66. Always know that ‘teeth’ is the plural form of ‘tooth’.
          Your teeth IS dirty. (Wrong)
          Your teeth ARE dirty. (Correct)
          Your tooth IS dirty. (Correct)

67. The word is EMACIATE(D), not ‘maciate/mashirt’. I mean when someone is extremely thin and weak because of illness or lack of food.

68. How have you been writing this?
          Complements of the season. (Wrong)
          Compliments of the season. (Correct)

69. The plural form of ‘sister-in-law’ is ‘sisters-in-law’, not ‘sister-in-laws’.

70. Did you know that only the buyer is called ‘a customer’ in Standard English? Therefore, it is wrong to call the seller ‘a customer’.

71. You scratch your body because it itches, not the other way round. Therefore, stop saying ‘My body is scratching me.’

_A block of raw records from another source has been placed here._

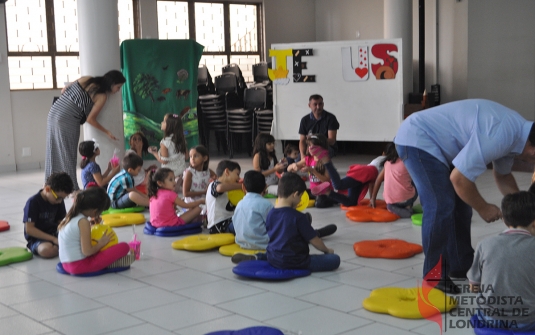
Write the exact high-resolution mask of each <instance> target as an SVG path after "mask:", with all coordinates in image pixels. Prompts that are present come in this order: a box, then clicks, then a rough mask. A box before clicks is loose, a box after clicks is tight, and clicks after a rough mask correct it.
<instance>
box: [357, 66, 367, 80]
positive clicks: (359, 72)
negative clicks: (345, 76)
mask: <svg viewBox="0 0 535 335" xmlns="http://www.w3.org/2000/svg"><path fill="white" fill-rule="evenodd" d="M355 73H356V74H357V76H359V77H361V78H364V77H365V76H366V75H367V74H368V69H367V68H360V67H358V68H356V69H355Z"/></svg>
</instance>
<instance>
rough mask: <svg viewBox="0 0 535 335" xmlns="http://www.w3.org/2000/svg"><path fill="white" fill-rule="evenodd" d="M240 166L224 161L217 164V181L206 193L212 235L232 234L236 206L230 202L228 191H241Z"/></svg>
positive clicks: (211, 186) (206, 206)
mask: <svg viewBox="0 0 535 335" xmlns="http://www.w3.org/2000/svg"><path fill="white" fill-rule="evenodd" d="M240 172H241V168H240V164H238V163H236V162H233V161H230V160H222V161H221V162H219V164H217V168H216V170H215V173H216V175H217V180H215V181H213V182H211V183H210V185H208V190H207V191H206V212H207V213H206V214H207V217H208V230H209V232H210V234H218V233H232V234H234V227H233V226H232V215H233V214H234V208H235V206H234V205H232V204H231V203H230V201H229V200H228V194H227V192H228V191H232V190H239V189H241V184H240V183H239V181H240Z"/></svg>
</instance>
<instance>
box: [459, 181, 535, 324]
mask: <svg viewBox="0 0 535 335" xmlns="http://www.w3.org/2000/svg"><path fill="white" fill-rule="evenodd" d="M530 190H531V189H530ZM502 216H503V221H504V222H505V225H506V226H507V227H508V228H507V229H506V230H505V231H503V232H502V233H501V234H499V235H497V236H492V237H489V238H486V239H484V240H482V241H481V242H480V243H479V245H478V246H477V250H476V253H475V255H474V262H473V263H472V267H471V268H470V270H468V273H467V277H468V279H469V281H470V287H471V289H472V292H477V294H478V297H477V303H478V305H479V307H480V309H479V312H478V319H479V321H480V322H482V323H484V324H485V325H486V326H487V327H489V328H511V329H514V331H515V334H517V332H519V333H520V332H527V331H530V332H532V331H533V330H535V309H533V306H535V291H534V290H533V273H534V272H535V258H533V257H532V255H533V254H534V253H535V237H534V235H535V194H533V193H531V192H525V191H522V192H517V193H513V194H508V195H506V196H505V197H504V198H503V200H502ZM511 333H512V332H511Z"/></svg>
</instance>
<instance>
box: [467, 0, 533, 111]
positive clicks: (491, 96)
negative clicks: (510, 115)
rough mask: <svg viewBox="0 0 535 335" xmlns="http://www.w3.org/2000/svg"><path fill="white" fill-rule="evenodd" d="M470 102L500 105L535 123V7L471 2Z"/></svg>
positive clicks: (532, 1)
mask: <svg viewBox="0 0 535 335" xmlns="http://www.w3.org/2000/svg"><path fill="white" fill-rule="evenodd" d="M468 17H469V20H468V32H469V34H468V87H467V92H468V97H470V98H486V99H492V100H495V101H498V102H500V103H502V104H504V105H506V106H508V107H510V108H512V109H514V110H516V111H518V112H519V113H520V114H522V115H523V116H524V117H525V118H527V119H530V120H533V119H534V116H535V113H534V110H533V108H534V107H535V94H534V92H535V36H534V35H535V20H533V18H534V17H535V1H533V0H507V1H504V0H470V1H469V2H468Z"/></svg>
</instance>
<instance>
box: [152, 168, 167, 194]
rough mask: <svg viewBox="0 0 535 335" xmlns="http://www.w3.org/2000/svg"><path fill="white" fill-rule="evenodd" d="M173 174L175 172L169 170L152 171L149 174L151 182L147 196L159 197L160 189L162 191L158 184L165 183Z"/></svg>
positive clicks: (164, 169)
mask: <svg viewBox="0 0 535 335" xmlns="http://www.w3.org/2000/svg"><path fill="white" fill-rule="evenodd" d="M170 173H173V170H171V169H168V168H159V169H158V170H154V169H153V170H150V172H149V182H148V185H147V194H148V196H149V198H152V197H157V196H158V189H160V186H159V185H158V182H161V183H163V182H165V178H167V176H168V175H169V174H170Z"/></svg>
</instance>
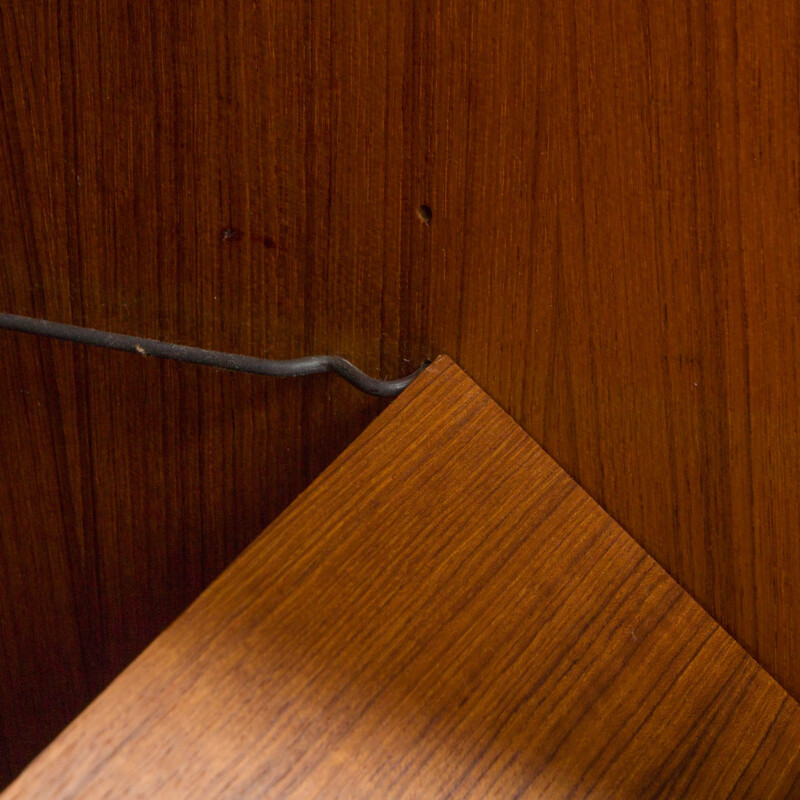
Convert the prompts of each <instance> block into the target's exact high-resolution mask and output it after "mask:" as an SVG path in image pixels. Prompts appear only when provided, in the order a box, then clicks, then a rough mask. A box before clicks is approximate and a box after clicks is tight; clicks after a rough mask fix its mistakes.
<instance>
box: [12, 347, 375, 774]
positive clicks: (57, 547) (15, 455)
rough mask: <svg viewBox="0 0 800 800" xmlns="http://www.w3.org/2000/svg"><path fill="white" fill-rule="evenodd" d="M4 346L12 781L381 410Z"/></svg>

72. The flat scoop with a short handle (in your house), into which dust, dirt and other materials is conveyed with a brush or broom is called a dustpan, not a ‘parker, or ‘dirty parker’.

73. A child’s doll designed to look like a baby is called a baby doll, not ‘don baby’, ‘doll/dull baby’ or ‘tom baby’.

74. Don’t Say: The job is tasking. Say: The job is taxing.

75. Before you call someone a ‘tout’, first check the meaning of lout. You might be using them interchangeably.